I like, no LOVE, good surprises.
Most people who know me are shocked that I didn't/don't want to know the gender of the baby before delivery. I am usually categorized as a person who likes to have things mapped out, organized, planned, orderly, and done exactly the way I want - except when it comes to surprises. I am still over the moon that I had no clue, not one inkling that Aaron was going to propose when he did. I was shocked! I am forever thankful for that. I have a knack of being able to figure things out before I'm supposed to.
At Christmas or around my birthday, Aaron will say, "Hayley, don't look in the top drawer of my bedside table. You have gift there." I tell you, you'd have to come at me with a hot branding iron to get me to look. In fact, he could tell me not to look, and then wrap the gift sitting right beside me - and - I promise I would not even peek. If I saw, it would be an accident, and I would cry. Seriously. I don't want to know. Then, he has to remove all traces of the gift because I find things I don't want to see. Like receipts. Like sacks from the store where he purchased the gift. Then I am sad because I didn't want to know.
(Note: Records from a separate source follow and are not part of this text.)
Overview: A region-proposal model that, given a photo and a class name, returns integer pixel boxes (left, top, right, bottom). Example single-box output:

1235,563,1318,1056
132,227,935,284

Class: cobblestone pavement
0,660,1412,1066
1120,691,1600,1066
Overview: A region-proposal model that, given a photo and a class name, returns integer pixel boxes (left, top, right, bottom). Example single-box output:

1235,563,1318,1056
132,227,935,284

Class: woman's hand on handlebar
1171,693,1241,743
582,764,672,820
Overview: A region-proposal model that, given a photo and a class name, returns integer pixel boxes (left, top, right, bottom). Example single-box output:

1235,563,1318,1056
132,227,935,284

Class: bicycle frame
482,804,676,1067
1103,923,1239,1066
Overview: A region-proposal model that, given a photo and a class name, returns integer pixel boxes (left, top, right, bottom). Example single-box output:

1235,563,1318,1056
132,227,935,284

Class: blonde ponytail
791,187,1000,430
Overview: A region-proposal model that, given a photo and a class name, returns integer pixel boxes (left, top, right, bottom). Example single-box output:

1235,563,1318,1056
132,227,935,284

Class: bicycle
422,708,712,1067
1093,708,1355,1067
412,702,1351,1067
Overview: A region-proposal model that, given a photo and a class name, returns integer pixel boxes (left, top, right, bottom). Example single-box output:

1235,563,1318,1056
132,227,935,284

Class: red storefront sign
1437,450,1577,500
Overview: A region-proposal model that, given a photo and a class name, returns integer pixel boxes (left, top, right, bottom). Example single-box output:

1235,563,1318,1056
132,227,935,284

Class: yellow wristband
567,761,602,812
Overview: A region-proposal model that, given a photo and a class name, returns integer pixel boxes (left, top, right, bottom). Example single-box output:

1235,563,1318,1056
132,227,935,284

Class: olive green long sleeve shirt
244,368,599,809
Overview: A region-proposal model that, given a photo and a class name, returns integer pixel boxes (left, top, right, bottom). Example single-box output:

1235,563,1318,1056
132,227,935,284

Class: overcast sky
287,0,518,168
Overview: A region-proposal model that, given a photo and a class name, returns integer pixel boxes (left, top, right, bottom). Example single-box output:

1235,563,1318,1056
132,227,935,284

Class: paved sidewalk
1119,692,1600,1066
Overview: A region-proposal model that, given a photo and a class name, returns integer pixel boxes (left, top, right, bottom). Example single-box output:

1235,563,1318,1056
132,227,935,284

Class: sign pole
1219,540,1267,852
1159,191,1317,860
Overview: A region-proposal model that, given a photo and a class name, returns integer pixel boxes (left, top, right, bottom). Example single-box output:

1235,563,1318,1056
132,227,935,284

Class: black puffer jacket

That brings me to this ultimate surprise. There is not one human being who knows for sure the gender of this little baby. Not one. Only God knows. There is no need to hide anything from me. No receipts, no boxes, no sacks. There is no need to tell me not to look somewhere. It is more than the anticipation for a Christmas gift. It is more than the excitement of a birthday gift. It the ultimate surprise!
P.S. Sometimes at Christmas or on my birthday, I am almost sad to open a gift because the anticipation and the surprise is over. Not this time. I am SO ready to feast my eyes on, hold, cuddle, love on, and kiss this surprise.